仕事を通じて皆さんと交流する機会がなくなってしまったけれど(土曜日のベストビデオのイベントはお仕事かしら?☆)、せめて、ブログ交流!!
って思い立ったんです☆
だって、皆さんとお話したいし、皆さんが元気でいらっしゃるのか気になるんですもの♪
天海の雑談につきあって下さる方がいらっしゃること、本当に嬉しいです(^O^)☆☆
ありがとうございます☆
2008年06月03日
2008年06月02日
アマミゾン
以前から、アマゾンというネット上のお店(という表現で良いのでしょうか??)で本を買える。というのを沢山の人から聞いていました。しかし、「たとえ便利でも、本はちょっとでも内容を見てから選ぶものだ(立ち読みとはちょっと違いますよ♪)!」と思っていた天海は一度もチェックしたことがありませんでした。

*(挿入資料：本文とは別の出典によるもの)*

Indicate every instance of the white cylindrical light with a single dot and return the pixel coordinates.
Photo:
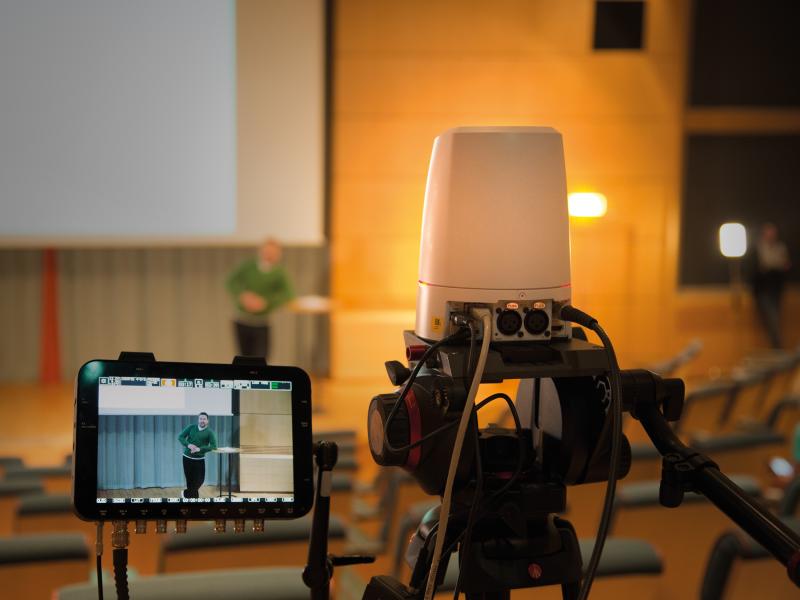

この度、ためしに見るだけ見てみるか。と思い開いてみると、意外にもいろんな本があって、欲しくなってしまいました☆
しかし、ネットショッピングというものをあまり経験したことのない天海は、手順が分からず、購入しないでパソコンを閉じました(>_<)
あの日以来どうも気になってしょうがない…今日にでも再チャレンジしてみようかな。